The American Institute of Architects (AIA) reported that billings at U.S. architecture firms were positive every month in 2005 for the first time since 2000, pointing towards 2006 being the best year for nonresidential construction in six years. With construction accounting for 9% of GDP, increased nonresidential activity will ease the effects of a projected slowdown in the residential market, according to the report. The Architecture Billings Index (ABI), a leading economic indicator of nonresidential construction activity, had a rating of 50.4 in December 2005 (any score above 50 indicates a positive score), compared to 58.4 for November 2005 and 47.8 for December 2004.

“The nonresidential upturn should continue into 2007 and can be attributed to pent-up demand for new projects that weren't able to be undertaken in recent years,” said AIA Chief Economist Kermit Baker, PhD, Hon. AIA.

All major nonresidential sectors to benefit from improved business conditions, according to the report, and the significant upturn in demand for office space and hotel facilities will drive the commercial market. Educational and healthcare projects are also expected to see substantial growth this year, fueling the institutional sector. Additionally, post-hurricane rebuilding is projected to accelerate in mid-2006 and continue for several years.
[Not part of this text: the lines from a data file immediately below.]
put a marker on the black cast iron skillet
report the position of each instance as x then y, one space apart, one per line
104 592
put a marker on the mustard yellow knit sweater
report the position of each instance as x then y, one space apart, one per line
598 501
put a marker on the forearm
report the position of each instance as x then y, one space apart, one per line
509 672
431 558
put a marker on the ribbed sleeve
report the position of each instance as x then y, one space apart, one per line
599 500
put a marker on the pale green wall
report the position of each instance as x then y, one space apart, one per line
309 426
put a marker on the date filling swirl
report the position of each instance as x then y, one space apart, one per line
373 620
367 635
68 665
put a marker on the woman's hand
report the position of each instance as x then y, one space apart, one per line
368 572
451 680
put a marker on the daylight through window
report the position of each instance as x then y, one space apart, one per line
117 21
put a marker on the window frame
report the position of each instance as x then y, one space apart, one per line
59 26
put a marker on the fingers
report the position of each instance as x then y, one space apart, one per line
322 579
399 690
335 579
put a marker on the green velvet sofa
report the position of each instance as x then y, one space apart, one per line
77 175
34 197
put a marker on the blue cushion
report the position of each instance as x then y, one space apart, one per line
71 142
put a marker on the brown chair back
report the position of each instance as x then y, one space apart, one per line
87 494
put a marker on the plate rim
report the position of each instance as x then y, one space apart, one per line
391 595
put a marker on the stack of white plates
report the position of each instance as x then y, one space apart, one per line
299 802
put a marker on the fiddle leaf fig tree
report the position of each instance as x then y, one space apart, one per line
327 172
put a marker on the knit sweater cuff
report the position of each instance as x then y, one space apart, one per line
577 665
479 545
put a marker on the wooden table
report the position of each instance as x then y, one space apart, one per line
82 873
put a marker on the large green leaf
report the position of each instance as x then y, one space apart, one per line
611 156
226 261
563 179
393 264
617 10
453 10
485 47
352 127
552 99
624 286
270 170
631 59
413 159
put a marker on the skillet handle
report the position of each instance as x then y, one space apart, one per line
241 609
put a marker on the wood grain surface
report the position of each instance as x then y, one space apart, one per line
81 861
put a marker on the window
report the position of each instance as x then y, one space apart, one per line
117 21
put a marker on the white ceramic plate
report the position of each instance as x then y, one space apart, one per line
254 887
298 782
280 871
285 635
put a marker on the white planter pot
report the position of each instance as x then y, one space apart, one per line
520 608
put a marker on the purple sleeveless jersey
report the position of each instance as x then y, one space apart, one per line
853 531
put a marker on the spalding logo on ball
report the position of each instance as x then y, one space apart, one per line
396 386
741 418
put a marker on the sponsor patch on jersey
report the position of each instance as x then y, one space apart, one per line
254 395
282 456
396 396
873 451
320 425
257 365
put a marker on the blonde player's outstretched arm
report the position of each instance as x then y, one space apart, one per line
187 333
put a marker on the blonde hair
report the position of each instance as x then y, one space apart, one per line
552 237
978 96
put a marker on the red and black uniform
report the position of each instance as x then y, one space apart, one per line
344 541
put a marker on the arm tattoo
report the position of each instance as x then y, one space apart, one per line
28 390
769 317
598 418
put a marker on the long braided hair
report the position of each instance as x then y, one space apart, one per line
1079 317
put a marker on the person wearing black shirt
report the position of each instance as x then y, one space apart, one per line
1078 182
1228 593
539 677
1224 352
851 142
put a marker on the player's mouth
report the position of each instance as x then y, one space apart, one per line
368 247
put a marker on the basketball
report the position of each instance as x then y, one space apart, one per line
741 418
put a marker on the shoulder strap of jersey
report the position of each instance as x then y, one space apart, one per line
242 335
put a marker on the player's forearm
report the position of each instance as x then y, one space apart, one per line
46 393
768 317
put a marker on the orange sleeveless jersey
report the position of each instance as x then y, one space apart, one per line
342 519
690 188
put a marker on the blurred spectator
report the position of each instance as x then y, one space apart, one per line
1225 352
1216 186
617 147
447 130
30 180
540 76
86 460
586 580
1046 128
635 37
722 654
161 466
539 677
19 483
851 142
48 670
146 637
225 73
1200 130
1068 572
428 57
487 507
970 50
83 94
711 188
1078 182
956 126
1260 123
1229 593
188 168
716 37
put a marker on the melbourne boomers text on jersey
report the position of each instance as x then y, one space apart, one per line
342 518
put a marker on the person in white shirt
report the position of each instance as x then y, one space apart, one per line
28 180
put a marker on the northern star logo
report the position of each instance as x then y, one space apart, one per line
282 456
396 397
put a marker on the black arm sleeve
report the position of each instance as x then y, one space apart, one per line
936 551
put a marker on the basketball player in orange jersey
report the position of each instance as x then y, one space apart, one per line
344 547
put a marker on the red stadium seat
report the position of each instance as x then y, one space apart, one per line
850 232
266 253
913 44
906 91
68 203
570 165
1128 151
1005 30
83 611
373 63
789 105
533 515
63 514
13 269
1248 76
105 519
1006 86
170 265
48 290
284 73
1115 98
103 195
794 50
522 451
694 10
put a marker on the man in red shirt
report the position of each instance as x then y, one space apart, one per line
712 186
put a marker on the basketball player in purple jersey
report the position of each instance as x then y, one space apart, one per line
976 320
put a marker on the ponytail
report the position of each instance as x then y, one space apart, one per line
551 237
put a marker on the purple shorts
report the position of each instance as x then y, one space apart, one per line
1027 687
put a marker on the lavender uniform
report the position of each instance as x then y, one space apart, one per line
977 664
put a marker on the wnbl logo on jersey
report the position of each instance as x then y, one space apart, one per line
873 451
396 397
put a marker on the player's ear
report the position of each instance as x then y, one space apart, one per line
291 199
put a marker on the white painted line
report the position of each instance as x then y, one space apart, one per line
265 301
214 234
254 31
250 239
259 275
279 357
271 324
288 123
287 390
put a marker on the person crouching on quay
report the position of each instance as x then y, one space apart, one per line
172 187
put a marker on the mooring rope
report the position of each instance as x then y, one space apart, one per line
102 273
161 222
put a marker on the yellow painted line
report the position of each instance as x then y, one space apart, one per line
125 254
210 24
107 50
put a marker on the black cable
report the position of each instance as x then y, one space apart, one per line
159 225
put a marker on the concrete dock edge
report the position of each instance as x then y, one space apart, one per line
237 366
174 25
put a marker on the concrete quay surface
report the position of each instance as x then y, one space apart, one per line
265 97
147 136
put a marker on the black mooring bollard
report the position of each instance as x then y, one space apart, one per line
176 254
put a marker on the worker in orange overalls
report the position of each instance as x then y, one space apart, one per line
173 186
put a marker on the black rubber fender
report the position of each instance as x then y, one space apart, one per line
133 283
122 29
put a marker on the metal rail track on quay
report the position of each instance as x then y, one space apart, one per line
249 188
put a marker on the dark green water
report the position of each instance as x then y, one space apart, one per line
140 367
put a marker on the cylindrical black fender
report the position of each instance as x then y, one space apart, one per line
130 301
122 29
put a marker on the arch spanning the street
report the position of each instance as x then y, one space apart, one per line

“We believe the AIA's forecast for accelerating growth in nonresidential construction activity in 2006 bodes well for construction-related companies,” said Robert W. Baird & Co., a senior industrial analyst at Michael A. Schneider, CFA. “Indeed, the bullish outlook is consistent with indications of strengthening demand from the construction services companies in our coverage universe. Furthermore, our contacts concur that the rebuilding process in the aftermath of recent hurricanes should enhance the nascent construction cycle.”